I took care of my granddaughter last night, she's just over a year old. I think it is so amazing to know that the ovum that she came from was formed in her mother while her mother was still part of my body. Biology is amazing! I "knew" being a grandmother was going to be cool, but really it is so way beyond cool.
My first child[now dead:killed in an avalanche]; was my wife's by a previous relationship. I fell in love with him before my wife. We proceeded to have three girls in about six years.I have five grandchildren but will probably not have any great grandchildren.
OK, I have to say that the thought is pretty awesome, not that I will ever experience that being a guy, but yesterday I was explaining to my son how I can't understand his mother being selfish, all I do is for my kids, and I have projects at present that will be my legacy to them. I explained that they are part of me, much like when a starfish grown from an arm of another, it is pretty much an extension of the life of the original.
I find it amusing when people of faith call child birth a miracle, something which has occurred billions, if not trillions, of times before. It's working like it's supposed to. Nothing miraculous about it.

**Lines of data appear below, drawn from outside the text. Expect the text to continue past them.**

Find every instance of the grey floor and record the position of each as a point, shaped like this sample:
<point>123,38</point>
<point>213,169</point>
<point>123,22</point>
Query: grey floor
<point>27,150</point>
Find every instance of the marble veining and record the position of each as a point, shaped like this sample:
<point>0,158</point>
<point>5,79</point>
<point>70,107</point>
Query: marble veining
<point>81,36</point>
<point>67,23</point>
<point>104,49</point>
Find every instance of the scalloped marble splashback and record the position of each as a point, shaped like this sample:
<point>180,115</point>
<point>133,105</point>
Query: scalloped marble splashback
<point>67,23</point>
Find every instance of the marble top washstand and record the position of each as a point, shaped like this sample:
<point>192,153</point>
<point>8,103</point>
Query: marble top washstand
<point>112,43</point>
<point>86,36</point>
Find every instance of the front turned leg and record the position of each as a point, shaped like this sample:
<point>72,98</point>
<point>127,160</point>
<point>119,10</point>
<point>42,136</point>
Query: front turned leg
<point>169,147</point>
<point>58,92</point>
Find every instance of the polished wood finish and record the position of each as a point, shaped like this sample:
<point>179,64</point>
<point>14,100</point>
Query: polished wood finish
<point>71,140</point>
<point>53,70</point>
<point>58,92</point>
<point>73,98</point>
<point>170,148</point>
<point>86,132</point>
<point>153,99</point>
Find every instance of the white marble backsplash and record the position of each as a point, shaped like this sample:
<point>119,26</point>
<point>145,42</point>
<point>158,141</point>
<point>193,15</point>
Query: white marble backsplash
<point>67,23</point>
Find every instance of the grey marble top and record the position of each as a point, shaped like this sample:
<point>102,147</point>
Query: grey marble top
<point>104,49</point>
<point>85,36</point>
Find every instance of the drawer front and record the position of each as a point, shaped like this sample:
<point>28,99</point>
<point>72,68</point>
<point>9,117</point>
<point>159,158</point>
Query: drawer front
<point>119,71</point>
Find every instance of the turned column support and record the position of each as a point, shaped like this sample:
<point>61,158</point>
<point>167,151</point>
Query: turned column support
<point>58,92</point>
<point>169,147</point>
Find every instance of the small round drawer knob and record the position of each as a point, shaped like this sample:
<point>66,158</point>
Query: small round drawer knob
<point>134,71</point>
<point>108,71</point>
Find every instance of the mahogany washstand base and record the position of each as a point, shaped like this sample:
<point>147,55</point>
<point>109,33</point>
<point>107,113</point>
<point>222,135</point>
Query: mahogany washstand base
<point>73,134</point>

I am a two-time grandfather, along with having six children of my own. I enjoy them very much and have a great time teaching and guiding them to being productive and caring members of society
I worry that when I adopt a child (in the near future!) that bond will be missing between them and my mother, she adores all of her grandchildren but of course has known them since birth... how do you think you would feel in that case, how can I ease a kid into the mix that's already a few years old, any advice?